Researchers found an average single-photon interaction rate (g0​/2π) of 0.7 kHz and a maximum photon transduction efficiency of ηOE​≈0.82×10−6.

Overcoming Substrate Interference

One major concern in the inquiry was “substrate modes” interference. A 500 µm thick sapphire substrate acts as the device's dielectric cavity at mm-wave frequencies. The superconducting resonator may hybridize with these extraneous modes, leaching photons and decreasing device performance.

The researchers developed a complex input-output model with various parameters to simulate the transmission spectrum. According to their calculations, lowering the sapphire chip's physical volume might reduce the number of substrate modes from 29 to one in the 95 GHz to 110 GHz region. This would enable hardware upgrades.

“Quasiparticle” Challenge

Another challenge is superconductor-laser interaction. The superconducting electrodes absorb stray photons as the optical pump intensifies. It splits Cooper pairs, electron pairs that give resistance-free current, and creates non-equilibrium quasiparticles.

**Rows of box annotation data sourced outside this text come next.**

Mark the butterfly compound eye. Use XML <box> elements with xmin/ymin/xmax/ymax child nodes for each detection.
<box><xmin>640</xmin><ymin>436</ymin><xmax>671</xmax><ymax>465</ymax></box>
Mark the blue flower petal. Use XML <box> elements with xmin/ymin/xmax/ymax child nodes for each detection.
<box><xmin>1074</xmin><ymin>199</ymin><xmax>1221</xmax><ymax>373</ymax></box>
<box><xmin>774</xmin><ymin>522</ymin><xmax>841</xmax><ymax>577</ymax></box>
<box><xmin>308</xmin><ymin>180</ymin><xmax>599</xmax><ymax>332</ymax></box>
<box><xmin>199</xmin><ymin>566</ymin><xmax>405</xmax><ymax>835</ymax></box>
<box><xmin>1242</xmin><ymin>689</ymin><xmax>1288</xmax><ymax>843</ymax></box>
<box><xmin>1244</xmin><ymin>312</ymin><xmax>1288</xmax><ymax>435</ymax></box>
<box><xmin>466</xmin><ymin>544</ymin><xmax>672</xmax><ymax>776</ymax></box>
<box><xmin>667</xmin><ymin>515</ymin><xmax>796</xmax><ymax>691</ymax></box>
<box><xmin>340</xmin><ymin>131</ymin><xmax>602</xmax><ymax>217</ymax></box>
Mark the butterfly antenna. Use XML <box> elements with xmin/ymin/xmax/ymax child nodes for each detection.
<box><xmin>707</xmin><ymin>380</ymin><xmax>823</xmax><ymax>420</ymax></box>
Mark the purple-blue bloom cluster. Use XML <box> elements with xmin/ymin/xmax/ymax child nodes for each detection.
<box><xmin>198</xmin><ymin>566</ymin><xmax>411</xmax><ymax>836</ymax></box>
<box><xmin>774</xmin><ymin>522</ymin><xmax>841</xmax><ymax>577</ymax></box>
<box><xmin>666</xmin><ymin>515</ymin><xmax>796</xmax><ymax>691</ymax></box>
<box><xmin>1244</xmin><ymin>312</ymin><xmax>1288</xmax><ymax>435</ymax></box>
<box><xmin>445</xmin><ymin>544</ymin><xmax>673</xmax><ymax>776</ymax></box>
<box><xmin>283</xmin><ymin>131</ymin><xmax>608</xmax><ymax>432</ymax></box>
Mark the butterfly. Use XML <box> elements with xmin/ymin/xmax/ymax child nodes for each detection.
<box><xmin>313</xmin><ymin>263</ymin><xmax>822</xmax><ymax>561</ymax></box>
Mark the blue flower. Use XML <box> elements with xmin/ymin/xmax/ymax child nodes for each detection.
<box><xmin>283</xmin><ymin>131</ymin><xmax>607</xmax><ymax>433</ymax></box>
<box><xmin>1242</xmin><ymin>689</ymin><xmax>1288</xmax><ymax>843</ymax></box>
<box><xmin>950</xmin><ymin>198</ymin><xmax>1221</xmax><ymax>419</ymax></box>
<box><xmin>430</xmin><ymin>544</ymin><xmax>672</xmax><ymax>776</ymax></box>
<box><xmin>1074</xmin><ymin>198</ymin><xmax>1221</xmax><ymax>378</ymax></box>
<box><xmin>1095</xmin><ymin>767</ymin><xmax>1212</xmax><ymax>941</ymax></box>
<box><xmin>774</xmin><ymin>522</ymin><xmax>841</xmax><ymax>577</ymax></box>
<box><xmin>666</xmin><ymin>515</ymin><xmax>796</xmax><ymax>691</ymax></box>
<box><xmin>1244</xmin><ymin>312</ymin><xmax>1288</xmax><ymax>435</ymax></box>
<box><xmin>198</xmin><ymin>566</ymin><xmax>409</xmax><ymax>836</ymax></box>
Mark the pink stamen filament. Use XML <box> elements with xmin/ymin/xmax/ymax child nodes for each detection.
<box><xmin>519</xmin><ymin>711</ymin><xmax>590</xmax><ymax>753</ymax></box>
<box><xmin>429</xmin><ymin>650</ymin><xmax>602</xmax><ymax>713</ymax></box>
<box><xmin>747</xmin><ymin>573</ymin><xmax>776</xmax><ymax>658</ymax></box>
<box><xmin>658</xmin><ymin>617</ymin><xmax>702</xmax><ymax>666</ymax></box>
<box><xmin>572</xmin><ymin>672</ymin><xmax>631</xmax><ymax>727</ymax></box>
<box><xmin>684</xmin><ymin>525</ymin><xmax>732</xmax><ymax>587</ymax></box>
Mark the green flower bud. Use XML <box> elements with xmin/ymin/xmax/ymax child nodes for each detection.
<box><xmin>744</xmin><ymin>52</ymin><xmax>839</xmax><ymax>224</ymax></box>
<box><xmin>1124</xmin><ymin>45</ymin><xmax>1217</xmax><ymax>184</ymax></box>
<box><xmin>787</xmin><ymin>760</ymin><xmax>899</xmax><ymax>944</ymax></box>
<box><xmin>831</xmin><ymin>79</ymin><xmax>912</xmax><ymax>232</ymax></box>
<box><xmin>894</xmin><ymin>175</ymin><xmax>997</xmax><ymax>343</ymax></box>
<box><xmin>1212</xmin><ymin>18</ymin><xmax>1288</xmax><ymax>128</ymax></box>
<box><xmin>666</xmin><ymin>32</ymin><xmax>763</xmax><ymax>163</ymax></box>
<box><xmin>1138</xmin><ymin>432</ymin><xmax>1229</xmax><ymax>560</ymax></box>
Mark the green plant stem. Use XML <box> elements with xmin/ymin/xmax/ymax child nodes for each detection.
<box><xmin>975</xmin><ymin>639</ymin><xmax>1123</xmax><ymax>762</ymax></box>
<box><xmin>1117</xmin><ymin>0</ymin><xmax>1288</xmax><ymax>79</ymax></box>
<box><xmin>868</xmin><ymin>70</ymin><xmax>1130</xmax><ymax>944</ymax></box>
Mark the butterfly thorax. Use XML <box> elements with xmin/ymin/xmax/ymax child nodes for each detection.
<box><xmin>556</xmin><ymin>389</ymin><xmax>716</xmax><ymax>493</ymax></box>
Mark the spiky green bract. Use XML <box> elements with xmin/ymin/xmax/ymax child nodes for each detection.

These quasiparticles enhance the cavity's temperature by increasing internal loss and dissipation. By evaluating this impact, scientists discovered a 0.86 µK temperature shift for each additional intracavity photon. Pulsing the optical pump between conversion events allows the quasiparticle density to return to thermal equilibrium, which could reduce this in future quantum applications.

The Path to Quantum Networks

Despite these challenges, integrated mm-wave photonic systems may be superior for hybrid quantum systems, according to the experiment. Once built, this transducer might connect superconducting qubits to optical fibers to send quantum information across long distances at normal temperature.

These transducers can operate at 5 K, unlike millikelvin microwave qubits, proving they can work at greater temperatures in a dilution refrigerator. This may lead to multistage transduction, which connects microwave gear to optical networks via millimeter-wave intermediaries.